Clothing and sun protection

The great cover-up

Wearing clothing and hats is one of the most effective ways to protect your skin from the sun. Clothing provides a barrier between your skin and damaging ultraviolet (UV) radiation for as long as you are wearing it and – unlike sunscreen – can’t be wiped or washed off!
Some clothing – such as work and sports uniforms, rash vests and swimwear – are especially designed for sun protection. However, many clothes in your wardrobe will also provide you with good protection. When selecting sun-protective clothing and hats, consider the following aspects:

Style
For best protection, choose:
• Shirts with collars or high necks, and sleeves
• Trousers or longer shorts and skirts that come to below the knees
• Clothing that is loose rather than stretched across the skin
• A wide-brimmed, bucket or legionnaire-style hat to protect the face, neck and ears. For adults, the brim should be at least 7.5cm or more, and for children, it should be 6cm. For children under 10 years of age, the brim should be proportional to the size of the child’s head and provide shade for the whole face.
• Baseball caps are not recommended, as they do not protect the ears, cheeks or neck.

Fabric
• Look for fabric that has a close, dense weave. Hold the garment up to the light.
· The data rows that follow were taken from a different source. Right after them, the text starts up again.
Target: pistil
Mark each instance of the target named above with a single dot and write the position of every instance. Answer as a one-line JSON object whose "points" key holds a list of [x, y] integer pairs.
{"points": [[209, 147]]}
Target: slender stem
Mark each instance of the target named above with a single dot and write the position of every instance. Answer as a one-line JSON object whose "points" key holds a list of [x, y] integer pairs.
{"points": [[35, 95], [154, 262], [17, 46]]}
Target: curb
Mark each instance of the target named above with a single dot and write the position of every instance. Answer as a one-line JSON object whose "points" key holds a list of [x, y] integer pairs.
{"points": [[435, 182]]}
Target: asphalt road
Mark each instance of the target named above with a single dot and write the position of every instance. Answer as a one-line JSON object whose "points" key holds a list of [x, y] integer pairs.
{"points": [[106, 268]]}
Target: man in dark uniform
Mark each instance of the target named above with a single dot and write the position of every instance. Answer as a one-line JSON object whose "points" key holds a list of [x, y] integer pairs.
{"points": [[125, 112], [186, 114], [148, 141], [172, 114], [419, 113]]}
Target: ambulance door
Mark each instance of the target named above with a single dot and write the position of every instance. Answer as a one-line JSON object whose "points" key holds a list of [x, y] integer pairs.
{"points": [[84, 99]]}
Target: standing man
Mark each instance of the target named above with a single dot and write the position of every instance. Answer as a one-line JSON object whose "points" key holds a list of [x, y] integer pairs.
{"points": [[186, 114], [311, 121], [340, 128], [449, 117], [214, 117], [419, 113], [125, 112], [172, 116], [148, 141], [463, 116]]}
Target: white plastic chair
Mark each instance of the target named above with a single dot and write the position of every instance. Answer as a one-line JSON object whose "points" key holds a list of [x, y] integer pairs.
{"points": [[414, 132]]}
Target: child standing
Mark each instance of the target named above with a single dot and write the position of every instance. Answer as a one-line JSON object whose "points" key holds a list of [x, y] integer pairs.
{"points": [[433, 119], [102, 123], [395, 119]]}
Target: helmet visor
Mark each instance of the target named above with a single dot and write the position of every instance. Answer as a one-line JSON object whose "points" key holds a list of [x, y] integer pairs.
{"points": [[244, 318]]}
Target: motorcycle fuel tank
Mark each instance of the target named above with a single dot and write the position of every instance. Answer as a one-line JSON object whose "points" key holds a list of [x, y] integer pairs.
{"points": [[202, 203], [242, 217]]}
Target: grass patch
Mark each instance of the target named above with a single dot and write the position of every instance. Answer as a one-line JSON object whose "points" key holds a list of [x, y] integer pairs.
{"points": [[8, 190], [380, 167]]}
The less light that passes through the fabric, the better protection it will provide.
• Synthetics or mixed fabrics often have a tighter weave than natural fabrics – however, some natural fabrics such as cotton, hemp and linen can also have a tight weave, and are lightweight and cool to wear.
• Protection may be reduced if the fabric is stretched (i.e. a tight fit, or knitted or elasticised fabrics), wet or old and worn.
• Raffia and straw hats should be finely woven and should not allow pinpricks of sunlight to pass through.

Colour
• Dark colours (such as navy, black and dark red) absorb UV rays, and prevent them from reaching the skin better than white and light colours. However, closeness of the weave is still more important than colour of the fabric.
• Avoid light-coloured hat brims that bounce sunlight back onto the face.

Ultraviolet Protection Factor (UPF)
Fabric and clothing may be labelled with an ultraviolet protection factor (UPF). The UPF is a scale developed to rate how much UV protection a fabric provides. Fabric doesn’t have to be UPF rated to provide good protection and it’s important to remember that the UPF rating doesn’t apply to the style or design of the garment. Clothing that is likely to have a UPF rating includes school uniforms, swimwear and clothing designed for outdoor workers. For more information, visit www.arpansa.gov.au/services/upf/index. cfm.

The Australian/New Zealand Standard for Sun Protective Clothing (AS/NZS 4399:1996) describes procedures used for measuring the UPF of fabrics and requirements for labelling UPF-rated clothing. 
For more information, visit www.standards.com.au.

Any fabric rated above UPF15 provides good protection against UV radiation.

Swimsuits, rash vests, shorts, hats, tops and other active-wear rated UPF50+ are readily available, and are designed to be cool, comfortable and practical to wear.